Il soutient que la décision attaquée :
- est entachée d’un défaut de motivation ;
- méconnaît les articles L. 435-1 et L. 423-23 du code de l’entrée et du séjour des étrangers et du droit d’asile ;
- a été prise en méconnaissance de l’article 8 de la convention européenne de sauvegarde des droits de l’homme et des libertés fondamentales ;
- est entachée d’une erreur manifeste d’appréciation.
La requête a été communiquée au préfet de la Seine-Saint-Denis, qui n’a pas présenté de mémoire en défense.
Par un mémoire en défense, enregistré le 6 juin 2025, le préfet de la Seine-Saint-Denis conclut au rejet de la requête.
Les parties ont été informées, en application des dispositions de l’article R. 611-7 du code de justice administrative, de ce que le tribunal est susceptible de relever d’office le moyen d’ordre public tiré de l’irrecevabilité des conclusions dirigées contre la décision implicite de refus de séjour du 6 août 2023, au motif qu’une telle décision serait inexistante : le requérant n’établit pas avoir effectivement présenté une demande de titre de séjour le 6 avril 2023.

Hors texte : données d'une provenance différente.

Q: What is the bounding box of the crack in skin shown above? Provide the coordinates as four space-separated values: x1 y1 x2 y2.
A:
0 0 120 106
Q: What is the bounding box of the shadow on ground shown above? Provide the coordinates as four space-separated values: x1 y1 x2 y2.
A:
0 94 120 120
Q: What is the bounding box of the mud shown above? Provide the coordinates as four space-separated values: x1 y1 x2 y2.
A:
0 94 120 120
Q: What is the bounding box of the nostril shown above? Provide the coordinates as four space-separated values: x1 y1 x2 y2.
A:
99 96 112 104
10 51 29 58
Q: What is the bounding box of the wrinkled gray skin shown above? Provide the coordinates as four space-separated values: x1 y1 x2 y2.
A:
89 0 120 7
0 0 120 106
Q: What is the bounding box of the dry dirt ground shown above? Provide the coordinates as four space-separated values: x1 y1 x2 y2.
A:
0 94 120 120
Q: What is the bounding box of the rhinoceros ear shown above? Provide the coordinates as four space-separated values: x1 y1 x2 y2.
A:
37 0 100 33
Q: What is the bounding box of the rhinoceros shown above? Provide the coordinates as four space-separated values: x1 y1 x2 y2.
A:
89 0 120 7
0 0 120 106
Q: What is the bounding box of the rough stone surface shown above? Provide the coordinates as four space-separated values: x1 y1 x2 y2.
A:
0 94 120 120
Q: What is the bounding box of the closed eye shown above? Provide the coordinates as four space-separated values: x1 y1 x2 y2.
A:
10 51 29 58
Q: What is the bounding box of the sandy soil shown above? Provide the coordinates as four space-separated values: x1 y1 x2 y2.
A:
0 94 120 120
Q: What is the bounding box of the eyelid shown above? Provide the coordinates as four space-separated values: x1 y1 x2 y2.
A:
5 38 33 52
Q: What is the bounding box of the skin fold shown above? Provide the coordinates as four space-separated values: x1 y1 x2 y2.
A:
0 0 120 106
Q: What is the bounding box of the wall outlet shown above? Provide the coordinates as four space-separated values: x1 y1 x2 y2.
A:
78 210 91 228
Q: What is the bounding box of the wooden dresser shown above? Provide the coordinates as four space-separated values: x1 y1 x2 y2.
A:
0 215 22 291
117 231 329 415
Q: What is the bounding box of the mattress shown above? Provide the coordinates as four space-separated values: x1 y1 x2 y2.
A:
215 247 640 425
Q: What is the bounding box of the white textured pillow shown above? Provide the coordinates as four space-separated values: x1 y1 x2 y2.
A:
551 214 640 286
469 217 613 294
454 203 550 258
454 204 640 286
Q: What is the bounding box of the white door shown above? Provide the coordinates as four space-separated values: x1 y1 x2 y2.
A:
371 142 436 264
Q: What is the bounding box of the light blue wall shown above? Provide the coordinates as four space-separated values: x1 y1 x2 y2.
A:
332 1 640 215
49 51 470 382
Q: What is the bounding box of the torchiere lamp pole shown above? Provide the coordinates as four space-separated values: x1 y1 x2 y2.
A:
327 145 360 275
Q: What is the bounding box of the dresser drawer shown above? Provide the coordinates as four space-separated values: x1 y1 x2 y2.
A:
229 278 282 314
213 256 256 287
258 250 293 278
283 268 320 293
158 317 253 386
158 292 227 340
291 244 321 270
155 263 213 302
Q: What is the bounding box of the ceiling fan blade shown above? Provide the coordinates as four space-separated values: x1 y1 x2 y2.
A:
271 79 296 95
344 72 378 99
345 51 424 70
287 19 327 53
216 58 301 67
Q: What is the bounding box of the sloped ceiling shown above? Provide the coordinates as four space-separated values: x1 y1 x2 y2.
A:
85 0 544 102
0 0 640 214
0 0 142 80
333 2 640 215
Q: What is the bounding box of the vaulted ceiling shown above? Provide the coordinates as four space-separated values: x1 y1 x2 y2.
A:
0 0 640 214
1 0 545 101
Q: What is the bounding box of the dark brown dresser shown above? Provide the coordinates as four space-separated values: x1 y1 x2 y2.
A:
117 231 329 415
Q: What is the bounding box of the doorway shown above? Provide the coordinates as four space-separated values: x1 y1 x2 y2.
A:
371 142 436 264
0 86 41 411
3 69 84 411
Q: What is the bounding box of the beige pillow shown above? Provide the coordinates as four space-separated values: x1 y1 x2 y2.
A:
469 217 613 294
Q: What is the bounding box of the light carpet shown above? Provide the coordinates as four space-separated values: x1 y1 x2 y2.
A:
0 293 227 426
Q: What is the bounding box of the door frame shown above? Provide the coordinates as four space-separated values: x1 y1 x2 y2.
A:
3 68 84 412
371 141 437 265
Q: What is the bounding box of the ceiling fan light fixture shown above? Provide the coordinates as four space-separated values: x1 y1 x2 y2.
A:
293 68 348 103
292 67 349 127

Un mémoire, présenté pour M. C…, a été enregistré le 9 juin 2025 et n’a pas été communiqué.
Vu les autres pièces du dossier.
Vu :
- le code de l’entrée et du séjour des étrangers et du droit d’asile ;
- le code des relations entre le public et l’administration ;
- le code de justice administrative.
Le président de la formation de jugement a dispensé le rapporteur public, sur sa proposition, de prononcer des conclusions à l’audience.
Les parties ont été régulièrement averties du jour de l’audience.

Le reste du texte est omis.